What causes this phenomenon? Perhaps it's the languid, humid air that makes people feel carefree and just a little bit giddy. Or could it be that non-stop development has made the land inhospitable for most native creatures, including children, and Floridians have had to content themselves with mass-produced copies?
In the early 1900s this area from Ft. Pierce to Miami, where six million people (and their lawn ornaments) now live, was part of the Everglades, a shallow, slow-moving sheet of water that covered almost, 11,000 square miles of the Florida peninsula. Over the next 50 to 60 years, about half that area was drained and the waters channeled into canals.
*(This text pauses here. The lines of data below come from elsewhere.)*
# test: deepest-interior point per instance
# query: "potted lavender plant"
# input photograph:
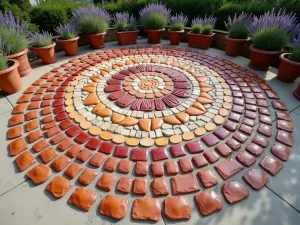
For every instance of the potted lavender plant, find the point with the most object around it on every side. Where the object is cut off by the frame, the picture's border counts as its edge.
(154, 17)
(238, 33)
(289, 68)
(92, 21)
(43, 46)
(14, 37)
(126, 30)
(69, 38)
(201, 35)
(176, 31)
(10, 81)
(271, 32)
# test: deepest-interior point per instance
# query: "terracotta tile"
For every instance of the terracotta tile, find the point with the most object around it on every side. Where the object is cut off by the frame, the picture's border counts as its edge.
(106, 182)
(113, 206)
(182, 184)
(256, 178)
(84, 155)
(60, 163)
(111, 164)
(47, 155)
(59, 186)
(207, 178)
(139, 154)
(97, 159)
(25, 160)
(208, 202)
(271, 164)
(83, 198)
(121, 151)
(171, 167)
(87, 176)
(228, 168)
(146, 208)
(17, 146)
(39, 174)
(73, 170)
(140, 186)
(234, 191)
(211, 156)
(159, 154)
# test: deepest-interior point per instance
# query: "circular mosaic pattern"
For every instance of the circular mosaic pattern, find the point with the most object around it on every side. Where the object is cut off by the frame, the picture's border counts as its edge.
(104, 119)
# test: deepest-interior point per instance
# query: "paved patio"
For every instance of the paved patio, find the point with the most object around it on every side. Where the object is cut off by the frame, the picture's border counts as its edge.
(22, 202)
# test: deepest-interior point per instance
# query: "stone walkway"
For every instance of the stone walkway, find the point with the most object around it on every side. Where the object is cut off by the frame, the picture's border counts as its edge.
(192, 125)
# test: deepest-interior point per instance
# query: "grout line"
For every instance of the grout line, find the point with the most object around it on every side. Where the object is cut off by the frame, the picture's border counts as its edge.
(283, 199)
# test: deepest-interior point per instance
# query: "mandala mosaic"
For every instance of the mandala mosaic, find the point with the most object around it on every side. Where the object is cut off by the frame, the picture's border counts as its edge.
(150, 122)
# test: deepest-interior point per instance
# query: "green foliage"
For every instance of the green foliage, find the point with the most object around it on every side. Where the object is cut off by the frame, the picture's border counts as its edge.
(196, 29)
(154, 21)
(238, 32)
(13, 41)
(207, 29)
(270, 39)
(92, 25)
(177, 27)
(295, 55)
The population of Florida grew from about a half a million people in 1900 to more than 18 million in 2008. (For a great read on the history and the characters that shaped and developed Florida, I recommend The Swamp, a book by Michael Grunwald.)
My sister's neighborhood south of West Palm Beach is surrounded by highways, gated housing developments and big box stores. Yet only a few miles away from this highly-populated area is one of my favorite nature spots - the Arthur R. Marshall Loxahatchee National Wildlife Refuge. A respite from the rapidly expanding urban communities, large sugar cane plantations, sod farms and cattle ranches that surround it, Loxahatchee is all that remains of the once vast northern portion of the Everglades ridge and deep-water slough habitat.
Even though it's a managed habitat, Loxahatchee gives you an idea of what once was. Its more than 143,000 acres are home to river otters, bobcats, snakes, birds, butterflies, turtles and alligators - more than 25,000 of them. There are walking paths, an interesting nature center and guided tours.
For a more intimate, up-close look, paddle a canoe through the five and a half mile trail that winds through the refuge. In 1947, the journalist and environmentalist Marjory Stoneman Douglas wrote a book, The Everglades: Rivers of Grass, that galvanized people to work for the protection of Florida's vanishing natural habitat. That same year, the Federal Government created the Everglades National Park, preserving 2,500 square miles of the South Florida Everglades.
The northern Everglades have all but disappeared, but this one idyllic refuge remains. As you glide silently through the waterways of Loxahatchee, you experience what Douglas felt when she wrote:
"The miracle of light pours over the green and brown expanse of saw grass and of water, shining and slowly moving, the grass and water that is the meaning and central fact of the Everglades. It is a river of grass."
Geraldine
P.S. When I was in Arkansas recently, a friend gave me a blue ceramic pig. I love it. I don't think I'll be moving to Florida anytime soon, but if I do, I'm ready.